Episodes from a Cosmopolitan Project: Bauhaus Encounters and Resonances
Dr. Regina Bittner, Director, Academy of the Bauhaus Dessau Foundation Bauhaus
In October 1934 Jack Pritchard met Walter Gropius and his wife at Victoria Station in London. Jack Pritchard founder of the Isokon Ltd. welcomed the prominent couple and offered them an apartment in the Lawn Road Flats, designed by Wells Coats. This in 1934 opened service houses became a preferred destination and temporary place to stay for artists and intellectuals from Europe, a kind of ‘arrival city’. The episode serves as point of departure of the talk, sketching out moving networks between various actors, objects, ideas and places, where the Bauhaus school resonates within different cultural context.
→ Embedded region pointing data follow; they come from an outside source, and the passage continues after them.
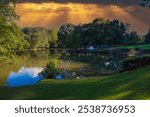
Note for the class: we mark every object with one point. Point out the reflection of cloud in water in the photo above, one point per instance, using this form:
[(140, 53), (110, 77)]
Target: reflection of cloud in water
[(25, 76)]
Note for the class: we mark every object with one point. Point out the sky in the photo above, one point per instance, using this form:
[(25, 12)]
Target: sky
[(54, 13)]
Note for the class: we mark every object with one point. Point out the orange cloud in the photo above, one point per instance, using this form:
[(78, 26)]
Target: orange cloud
[(55, 14)]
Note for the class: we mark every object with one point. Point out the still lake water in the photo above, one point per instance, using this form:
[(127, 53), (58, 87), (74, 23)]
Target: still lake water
[(27, 66)]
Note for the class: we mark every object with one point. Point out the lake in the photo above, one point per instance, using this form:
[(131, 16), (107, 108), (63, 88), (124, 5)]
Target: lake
[(27, 65)]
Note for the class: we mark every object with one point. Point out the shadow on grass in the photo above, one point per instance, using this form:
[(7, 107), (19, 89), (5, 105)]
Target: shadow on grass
[(129, 85)]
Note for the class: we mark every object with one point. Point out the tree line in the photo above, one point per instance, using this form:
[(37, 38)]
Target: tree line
[(99, 33)]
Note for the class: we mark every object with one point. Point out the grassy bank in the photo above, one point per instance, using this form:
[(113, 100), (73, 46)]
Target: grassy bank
[(128, 85)]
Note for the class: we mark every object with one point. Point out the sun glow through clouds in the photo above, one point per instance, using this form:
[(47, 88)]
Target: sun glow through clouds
[(55, 14)]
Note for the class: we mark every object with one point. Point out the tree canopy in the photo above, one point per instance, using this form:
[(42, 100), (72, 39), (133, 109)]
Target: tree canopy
[(10, 34)]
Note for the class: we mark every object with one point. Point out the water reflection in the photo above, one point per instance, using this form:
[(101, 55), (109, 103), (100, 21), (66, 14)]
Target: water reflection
[(73, 65), (25, 76)]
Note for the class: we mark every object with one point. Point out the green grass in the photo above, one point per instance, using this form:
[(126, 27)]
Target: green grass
[(128, 85), (146, 46)]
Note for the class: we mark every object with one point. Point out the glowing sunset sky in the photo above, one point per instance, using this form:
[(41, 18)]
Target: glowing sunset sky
[(54, 14)]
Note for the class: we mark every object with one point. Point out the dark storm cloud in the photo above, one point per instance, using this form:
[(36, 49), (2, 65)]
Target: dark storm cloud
[(105, 2)]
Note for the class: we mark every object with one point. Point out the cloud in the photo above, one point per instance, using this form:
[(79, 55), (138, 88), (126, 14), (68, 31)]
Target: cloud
[(53, 14)]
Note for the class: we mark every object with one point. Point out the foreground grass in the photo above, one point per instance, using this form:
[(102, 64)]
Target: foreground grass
[(129, 85), (145, 46)]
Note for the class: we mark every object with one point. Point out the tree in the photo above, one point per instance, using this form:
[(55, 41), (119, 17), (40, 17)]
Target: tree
[(65, 35), (147, 37), (52, 37), (145, 3), (133, 38), (10, 36)]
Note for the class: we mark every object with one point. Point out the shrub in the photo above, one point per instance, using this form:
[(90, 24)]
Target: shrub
[(51, 69), (136, 62)]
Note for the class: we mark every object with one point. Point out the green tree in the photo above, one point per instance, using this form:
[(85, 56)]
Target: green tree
[(37, 37), (10, 34), (52, 37), (133, 38), (145, 3)]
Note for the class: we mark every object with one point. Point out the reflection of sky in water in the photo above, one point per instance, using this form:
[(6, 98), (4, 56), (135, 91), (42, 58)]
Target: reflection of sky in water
[(25, 76)]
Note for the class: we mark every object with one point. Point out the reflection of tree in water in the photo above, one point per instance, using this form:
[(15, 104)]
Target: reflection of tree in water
[(90, 63)]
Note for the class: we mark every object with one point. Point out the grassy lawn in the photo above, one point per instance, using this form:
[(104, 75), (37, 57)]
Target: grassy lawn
[(146, 46), (128, 85)]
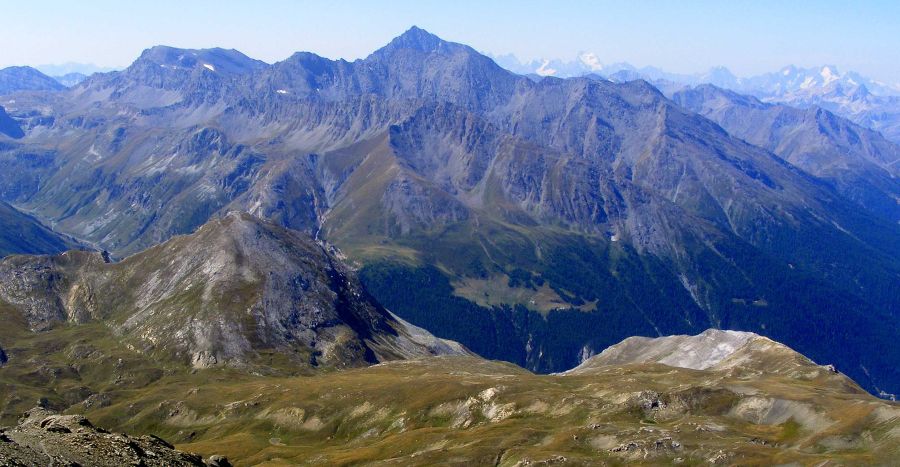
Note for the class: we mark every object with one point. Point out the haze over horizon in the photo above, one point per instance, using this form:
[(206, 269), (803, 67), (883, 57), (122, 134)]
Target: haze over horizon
[(748, 39)]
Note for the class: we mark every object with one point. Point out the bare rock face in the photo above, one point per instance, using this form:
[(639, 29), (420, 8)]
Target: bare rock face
[(235, 287), (714, 350), (857, 161), (43, 437)]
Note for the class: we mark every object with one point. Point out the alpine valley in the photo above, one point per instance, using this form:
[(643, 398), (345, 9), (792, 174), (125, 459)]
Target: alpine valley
[(420, 257)]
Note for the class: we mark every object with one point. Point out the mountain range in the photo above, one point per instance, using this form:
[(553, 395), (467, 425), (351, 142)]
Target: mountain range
[(867, 102), (533, 220)]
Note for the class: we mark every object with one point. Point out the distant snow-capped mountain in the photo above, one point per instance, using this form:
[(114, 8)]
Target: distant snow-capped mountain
[(865, 101)]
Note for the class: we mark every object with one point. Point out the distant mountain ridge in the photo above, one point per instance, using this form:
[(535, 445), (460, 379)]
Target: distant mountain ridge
[(860, 162), (258, 287), (22, 234), (865, 101), (789, 79), (559, 215), (23, 78)]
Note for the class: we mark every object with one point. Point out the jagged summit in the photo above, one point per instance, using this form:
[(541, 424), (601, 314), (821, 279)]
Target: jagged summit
[(421, 41)]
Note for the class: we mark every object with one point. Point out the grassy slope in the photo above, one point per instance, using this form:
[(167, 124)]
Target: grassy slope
[(444, 410)]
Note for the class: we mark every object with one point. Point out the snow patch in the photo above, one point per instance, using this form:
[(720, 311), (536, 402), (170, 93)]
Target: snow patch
[(545, 69), (591, 61)]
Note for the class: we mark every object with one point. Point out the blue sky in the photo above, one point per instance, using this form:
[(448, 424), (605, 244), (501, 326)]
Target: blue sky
[(748, 37)]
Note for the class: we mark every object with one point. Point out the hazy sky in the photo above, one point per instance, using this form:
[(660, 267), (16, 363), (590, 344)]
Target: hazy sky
[(748, 37)]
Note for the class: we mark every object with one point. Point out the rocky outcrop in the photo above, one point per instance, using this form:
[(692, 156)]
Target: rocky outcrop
[(735, 352), (43, 437), (428, 151), (237, 286)]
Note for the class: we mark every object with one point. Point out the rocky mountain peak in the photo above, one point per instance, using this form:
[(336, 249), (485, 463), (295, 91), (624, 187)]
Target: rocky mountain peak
[(237, 286), (418, 39), (713, 349)]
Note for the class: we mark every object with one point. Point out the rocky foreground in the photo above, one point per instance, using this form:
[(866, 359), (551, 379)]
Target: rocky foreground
[(44, 437), (719, 398)]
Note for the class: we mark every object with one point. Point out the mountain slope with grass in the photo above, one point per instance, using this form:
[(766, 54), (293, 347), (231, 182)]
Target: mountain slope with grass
[(560, 215)]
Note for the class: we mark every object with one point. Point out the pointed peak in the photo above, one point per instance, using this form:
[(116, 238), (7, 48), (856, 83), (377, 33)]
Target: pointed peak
[(416, 38)]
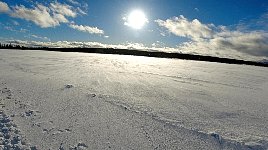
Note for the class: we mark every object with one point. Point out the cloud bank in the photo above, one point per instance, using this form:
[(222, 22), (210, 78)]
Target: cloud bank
[(50, 16), (3, 7), (214, 40), (87, 29)]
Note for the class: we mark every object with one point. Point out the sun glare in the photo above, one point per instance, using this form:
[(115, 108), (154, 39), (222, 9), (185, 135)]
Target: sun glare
[(136, 19)]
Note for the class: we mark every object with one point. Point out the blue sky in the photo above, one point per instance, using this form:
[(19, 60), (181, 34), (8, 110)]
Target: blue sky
[(224, 28)]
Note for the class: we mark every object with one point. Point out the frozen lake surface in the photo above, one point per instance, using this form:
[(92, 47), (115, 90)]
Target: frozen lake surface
[(95, 101)]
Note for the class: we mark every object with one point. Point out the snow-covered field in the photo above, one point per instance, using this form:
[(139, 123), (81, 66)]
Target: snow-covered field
[(54, 100)]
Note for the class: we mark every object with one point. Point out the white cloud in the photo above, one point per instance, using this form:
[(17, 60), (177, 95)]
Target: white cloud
[(73, 2), (208, 39), (63, 9), (81, 11), (44, 16), (88, 29), (181, 26), (40, 37), (15, 22), (39, 15), (4, 7)]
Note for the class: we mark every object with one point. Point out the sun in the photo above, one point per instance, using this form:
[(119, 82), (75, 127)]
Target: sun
[(136, 19)]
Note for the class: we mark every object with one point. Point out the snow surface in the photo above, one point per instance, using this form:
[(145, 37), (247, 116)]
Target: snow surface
[(94, 101)]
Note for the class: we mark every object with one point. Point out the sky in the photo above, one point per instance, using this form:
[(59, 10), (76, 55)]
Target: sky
[(223, 28)]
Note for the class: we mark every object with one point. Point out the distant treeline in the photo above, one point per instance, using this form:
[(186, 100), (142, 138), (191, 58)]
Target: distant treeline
[(15, 46), (139, 53)]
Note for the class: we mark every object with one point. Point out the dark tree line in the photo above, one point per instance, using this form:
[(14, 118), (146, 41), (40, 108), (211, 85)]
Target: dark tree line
[(138, 53), (11, 46)]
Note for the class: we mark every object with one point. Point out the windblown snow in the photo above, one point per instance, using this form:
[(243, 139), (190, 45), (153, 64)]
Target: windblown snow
[(55, 100)]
Taking Walter Benjamin`s conception of translation as conceptual frame, the lecture doesn`t present a homogenous system of the Bauhaus unchanged by its transnational journeys, rather reveals the misunderstandings, resistances and hindrances in the migration process of modern design and architecture.
Regina Bittner (PhD) studied cultural theory and art history at Leipzig University and received her doctorate from the Institute for European Ethnology at the Humboldt Universität zu Berlin. As head of the Academy of the Bauhaus Dessau Foundation she is responsible for the conceptualisation and teaching of the postgraduate programme for design and global modernism studies, the Bauhaus Lab and the Coopdesignreserach programme. She has curated numerous exhibitions on the architectural, urban and cultural history of modernism as well as on the Bauhaus. She has been the Deputy Director of the Bauhaus Dessau Foundation since 2009. Along with her teaching at the Bauhaus Master Coop Design Research, the Bauhaus Lab and at the Dessau Institute of Architecture, Bittner has been invited to numerous international conferences as well as to be a member of juries and curatoriums. Since 2018 she holds a professorship for Art History at the Martin Luther University Halle. The main focal points of her work in research and teaching are architecture and design theory and history, the modern era and migration, the cultural history of modernism and heritage studies. Her most recent curatorial and publication projects include Craft becomes modern. The Bauhaus in the making (in collaboration with Renee Padt 2017), In Reserve. The Household! Historic Models and Contemporary Positions from the Bauhaus. (in collaboration with Elke Krasny) and The Bauhaus in Calcutta. An Encounter of the Cosmopolitan Avant-garde (in collaboration with Kathrin Rhomberg, 2013).